Karşı daireye girip kapıyı kapattı.

"Kızlar kızlar!" Kızlar tam merdivenden dairelerine çıkıyorlardı ki,  Jungkook onları durdurdu. "Lisa'yı görüdünüz mü?"

"Ha evet, Miami'deki evinde oturuyor."

"Ha?"

"EVİNDE GERİZEKALI! AYNI EVDE YAŞIYORSUNUZ!"

"Sağolun!" Ayakkabılarını fırlatırcasına çıkarıp anahtarını deliğe soktu. İçeri girip çilek kokusunu takip etti. Odasındaydı, tabiki.

"Lisa!"

"Efendim?"

"Girebilir miyim?"

"Hayır." Derin bir nefes verdi. "Aramız bozuk mu?"

"Hoseok biliyor mu?"

Sustu bir kaç dakika. "Evet."

"Bozuk." Jungkook ofladı. "Lisa, benim suçum ne şimdi?"

"Konu hakkında gülüşüp dalga geçtiniz!" Diye bağırdı. Ama o kadar da salladığı yoktu Jungkook. Şu an ondan önemli olan dersleri vardı.

"Ağlasa mıydık?" Dedi.

"Geberseydiniz." Diye mırıldandı sinirle. "Niye bunu bu kadar taktın ki Lisa?"

"Çünkü Hoseok biliyor." Jungkook derin bir nefes aldı.

Elbette, Hoseok'un bilmesi onu rahatsız ediyordu.

"Tamam, tamam bütün konuşmaları kestireceğim. Konu hakkında bir daha bir şey duymayacağız, tamam mı?"

"Zaten öyle olması gerekiyor, bir zahmet yap." Jungkook sinirle yüzünü sıvazladı. Dün sabah banyoda onunla flört ederken şimdi onu takmıyordu bile.

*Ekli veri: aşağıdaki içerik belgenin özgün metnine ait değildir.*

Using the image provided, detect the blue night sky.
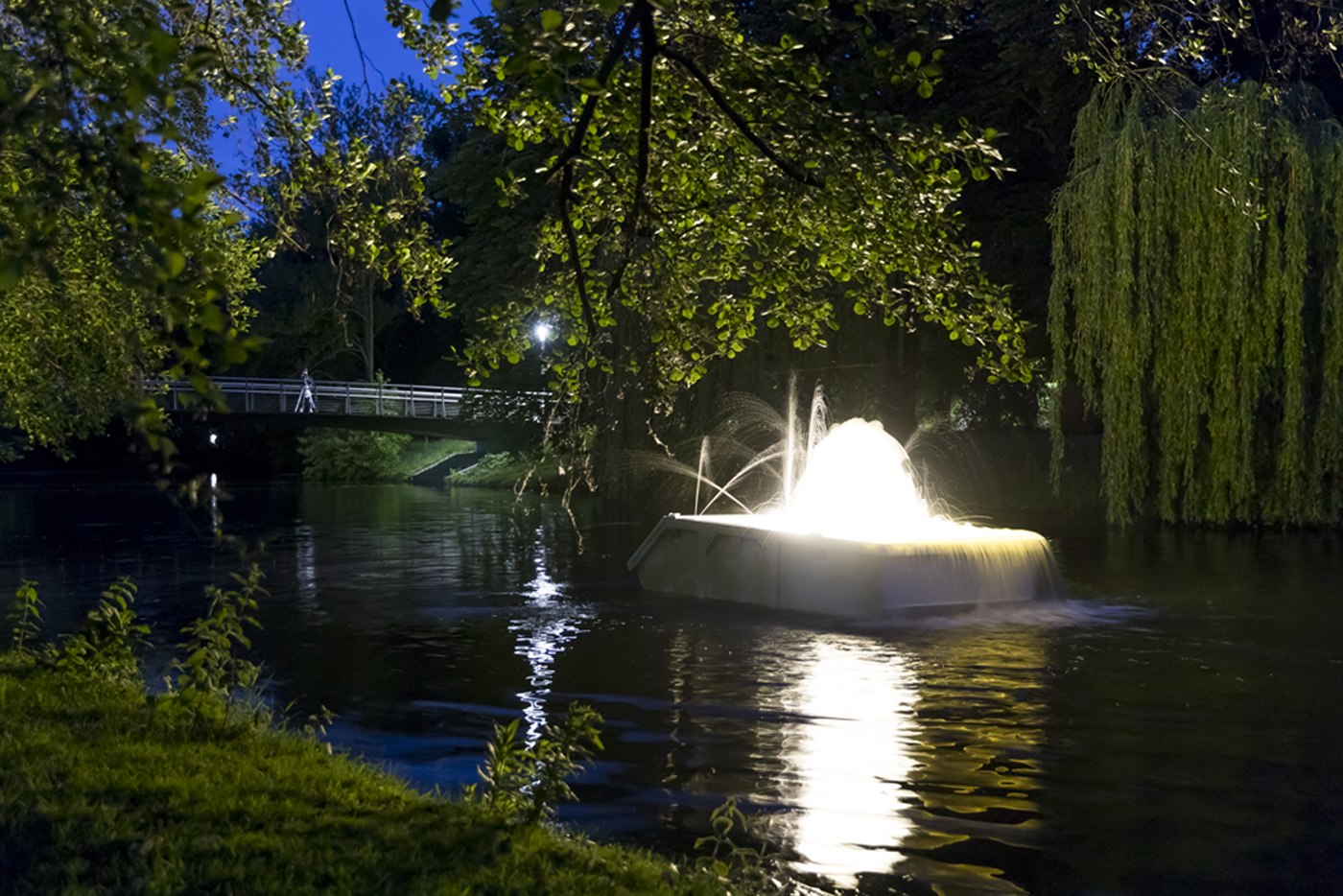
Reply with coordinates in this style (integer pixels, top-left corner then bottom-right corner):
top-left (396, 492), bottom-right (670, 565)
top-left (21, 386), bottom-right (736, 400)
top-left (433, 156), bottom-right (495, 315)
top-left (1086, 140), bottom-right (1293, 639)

Nasıl olurda bu kızın tuzağındayken her seferinde kanıyordu anlamış değildi.

"İyi." Dedi sinirle. "Ben de endişelendim geldim, yanlış yapmışım."

"Evet, yanlış yapmışsın sanırım."

Jungkook tam yürüyecekken durdu.

"Ne dedin sen?"

Kız yatağından kalkıp kapıya yürüdü. Odasından çıkıp çocuğun önünde durdu.

"Jungkook, ben senin bildiğin kızlardan değilim." Güldü Jungkook. Ne klişe bir laftı, değil mi?

"Ben her türlü kızı bilirim." Dedi.

"İşte bu." Dedi Lisa sinirle. "Senin ve arkadaşlarının bu iğrenç zihniyeti! Sorunun ne olduğunu buldum!"

"Ne diyorsun?"

"Yıllar sonra ilk defa Hoseok dışında arkadaşlarım oluyor, ve ben arkadaş edinmeye çalışınca yavşıyor mu oluyorum?" Jungkook duraksadı. Saçını yıkamasından bahsediyor olmalıydı.

"Taehyung ve Jimin'in konu hakkında neler söylediğini tahmin edebiliyorum. Çünkü 19 senelik hayatımda hayal edemeyeceğin insan tipi gördüm. Ve hayır, senin gibi onlarla yatmadım Jungkook." Jungkook şu an ne hissettiğini tam kestiremiyorum. Üzülüyordu, hatta paramparça oluyordu ama haklı olduğunu kabul etmek istemezcesine de sinirliydi.

"Orda yakınlaştığımız için sana kızmayacaktım, sadece kurallara daha sıkı uymamız gerekecekti. Ama arkadaşlarının buraya taşındığımdan beri sürekli yüzüme bakıp senin elde etmen gereken bir eşyaymışım gibi davrandıkları için, ve bunu da dalgaya vurup aralarında yaydıkları için, üzgünüm Jungkook ama kurallara yeni bir kural getireceğiz." Jungkook ağzını açmamak için dudaklarını birbirine bastırıp kafasını kurallar kağıdına çevirdi.

"Okulda, birbirimizi tanıdığımızı belli etmeyeceğiz. Birlikte yaşadığımızı biri öğrenirse, ben burdan taşınırım Jungkook." Hassiktir.

"Ne?"

"Artık bazı şeylerin yerine oturması gerekiyor Jungkook."

"Kızlar yüzünden mi? Onlarla mı konuştun?"

"Bak sadece," derin bir nefes verdi. "Ben senden hoşlanmıyorum Jungkook. Ya da seninle yatmak falan istemiyorum. Yakışıklı genç bir delikanlısın, ama sana o gözle bakmıyorum."

Kelimeler kulaklarında bir bir yankılanırken, Lisa yutkundu. "Eğer arkadaş bile olamayacaksak konuşmasak daha iyi."

Jungkook yutkundu.

"Bende sana o gözle bakmıyorum zaten." Güldü mahçupça. "Biliyorsun, sana saygım sonsuz." Elini uzattı kıza. "Arkadaşız değil mi?"

Lisa çocuğun ciddiyetini ölçmek için ona baktı. "Hiç bir şey yaşanmamış gibi yapabilecek misin?"

"Bilmem, denerim." Elini sıktı çocuğun.

"Anlaştık, değil mi?"

"Tamam, arkadaşım. Anlaştık." İkiside bir kaç dakika boyunca elini ayırmadı.

"Bu iş zor olacak gibi." Diye mırıldandı Jungkook ellerine bakarken. "Biliyor musun?" Dedi Lisa da gözlerini ellerine kilitlerken. "Az önce sözlediklerimi tutmuyor belli ama, sanırım ilk defa haklısın."